This is the third production (though the first two were staged readings) I have seen by Taffety Punk in recent months that is based on a classical source of some kind (Shakespeare and the Bible, in the first cases).
What did I think? Excellent, enjoyable, and problematic. The play was written to sound explicitly like an English translation of an ancient Greek play, a la Sophocle, Aristophanes, etc. The program notes even said it was written in iambic pentameter (though I remember grasping a line in my head and the beats didn’t quite work out).

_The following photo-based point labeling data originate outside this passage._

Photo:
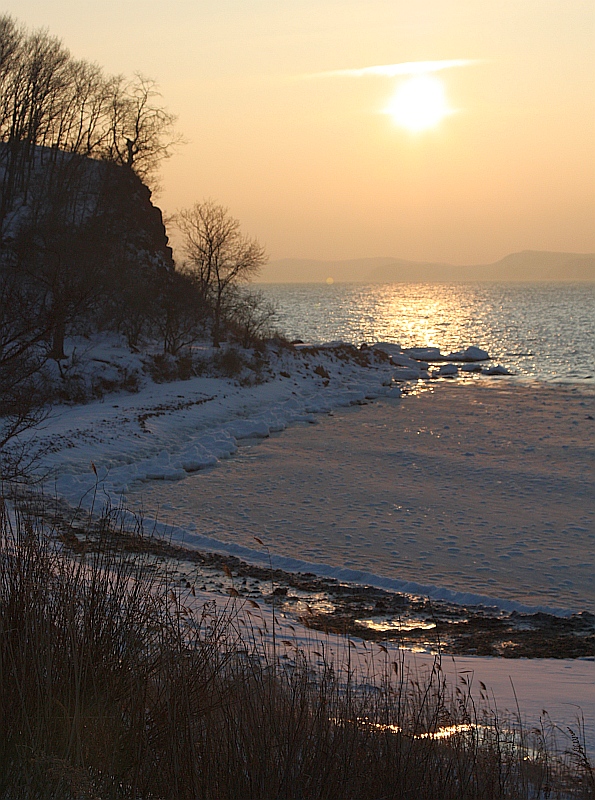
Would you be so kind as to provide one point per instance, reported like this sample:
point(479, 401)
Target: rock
point(470, 354)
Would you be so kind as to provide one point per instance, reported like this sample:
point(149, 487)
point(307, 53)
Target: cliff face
point(65, 191)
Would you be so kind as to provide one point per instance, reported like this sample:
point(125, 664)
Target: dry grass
point(110, 688)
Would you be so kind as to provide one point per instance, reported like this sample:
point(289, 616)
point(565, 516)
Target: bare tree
point(141, 131)
point(218, 255)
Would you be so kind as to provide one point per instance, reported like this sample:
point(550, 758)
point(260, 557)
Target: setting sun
point(419, 103)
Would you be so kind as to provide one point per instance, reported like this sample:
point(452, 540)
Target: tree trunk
point(58, 335)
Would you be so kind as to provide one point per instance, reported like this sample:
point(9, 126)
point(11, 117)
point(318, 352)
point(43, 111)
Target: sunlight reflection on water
point(541, 331)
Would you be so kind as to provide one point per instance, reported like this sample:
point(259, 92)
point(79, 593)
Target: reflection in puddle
point(391, 624)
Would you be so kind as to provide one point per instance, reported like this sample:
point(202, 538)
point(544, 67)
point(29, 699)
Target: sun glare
point(419, 103)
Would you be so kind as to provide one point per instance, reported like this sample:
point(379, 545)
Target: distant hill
point(528, 265)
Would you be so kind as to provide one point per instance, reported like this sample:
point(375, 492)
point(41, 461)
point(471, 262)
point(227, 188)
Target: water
point(540, 331)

For me, I would rather the playwright not have tried to write in the style of those great playwrights.
The titular Phaeton, in this case, is a secular, social justice reformer and his father (a disembodied voice, sometimes with the rest of the cast performing interpretative dance to embody him) an imperfect and non-omnipotent God, with a capital G, because the references to the Bible are frequent in the second act, so Apollo is definitely symbolic, representative, or whatever of a theistic, more or less Christian god.

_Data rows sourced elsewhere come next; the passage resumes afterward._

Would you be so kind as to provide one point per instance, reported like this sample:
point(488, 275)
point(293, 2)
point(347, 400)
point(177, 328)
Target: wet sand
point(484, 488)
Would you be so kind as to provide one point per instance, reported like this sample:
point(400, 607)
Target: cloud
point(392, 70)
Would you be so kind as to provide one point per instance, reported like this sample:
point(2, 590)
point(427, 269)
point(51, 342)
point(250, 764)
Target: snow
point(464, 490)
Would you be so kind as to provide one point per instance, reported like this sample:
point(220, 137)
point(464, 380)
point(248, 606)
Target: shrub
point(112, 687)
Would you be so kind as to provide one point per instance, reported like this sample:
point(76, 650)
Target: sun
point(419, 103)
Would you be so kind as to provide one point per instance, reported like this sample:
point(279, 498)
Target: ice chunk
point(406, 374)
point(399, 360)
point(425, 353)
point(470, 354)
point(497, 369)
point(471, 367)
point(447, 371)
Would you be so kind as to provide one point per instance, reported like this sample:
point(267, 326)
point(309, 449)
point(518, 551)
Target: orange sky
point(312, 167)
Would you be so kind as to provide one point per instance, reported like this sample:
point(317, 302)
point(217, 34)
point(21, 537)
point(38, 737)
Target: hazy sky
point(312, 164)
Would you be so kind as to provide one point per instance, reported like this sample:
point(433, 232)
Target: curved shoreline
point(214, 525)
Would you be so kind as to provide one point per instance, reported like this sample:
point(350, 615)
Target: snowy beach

Lines like (remembering as best I can), ‘You are my only son, with whom I well pleased,’ and phrases like ‘sacramental blood’ (after Phaeton dies) and ‘plagues of locusts’ drive the point him even further. Apollo is a flawed Christian God and Phaeton is his son, the Christ, but a less spiritual and more political messiah (not that Christ wasn’t highly political, because he was, but you get my point, I hope). There’s even a sort of ‘new,’ sacramental act at the end, which, while not physically resembling the Mass, is also referencing the Mass, in that it is reinforcing Phaeton’s Christ-like role.
A few laugh out loud lines in the first act, but I felt that the Greek model straitjacketed the first act and the Christological revisionism made the second act feel too detached from the first.